Gold mining in the People's Republic of China has propelled the country to become the world's largest gold producer since 2007. In 2022, China produced approximately 403 metric ton of gold, maintaining its top global position.

== Historical and regional development ==
China overtook South Africa in 2007 to become the world’s largest gold producer, with output rising to 276 metric ton that year, compared to South Africa’s 272 metric ton. South Africa had led gold production for over a century before declining due to rising costs and depleting reserves.

By 2022, China had maintained its top position with production reaching 403 metric ton, although it holds only around 7% of the world's known gold reserves. Mining is concentrated in eastern provinces like Shandong, Henan, Fujian, and Liaoning, with newer growth in the west, including Guizhou, Yunnan, and Tibet. A prominent site is in Maizhokunggar County near Lhasa.
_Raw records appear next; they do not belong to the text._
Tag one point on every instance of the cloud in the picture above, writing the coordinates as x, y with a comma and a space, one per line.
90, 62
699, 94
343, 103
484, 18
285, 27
== Industry structure and major companies ==
In 2000, over 2,000 mostly small and inefficient producers operated in China. By 2007, industry consolidation reduced that number to around 800. However, many firms still lag behind in technology and management compared to international standards.

The dominant domestic player is the China National Gold Group Corporation (CNGGC), which contributes about 20% of China’s total gold output and controls over 30% of national reserves. CNGGC also manages Zhongjin Gold, China’s first publicly listed gold mining company.

Starting in 2006, the Chinese government promoted outbound mining investment. By 2015, Chinese firms were involved in over 120 mining projects across Africa.

To support risk management in the domestic market, China launched its first gold futures market on the Shanghai Futures Exchange in 2008, enabling producers to hedge against volatile global prices.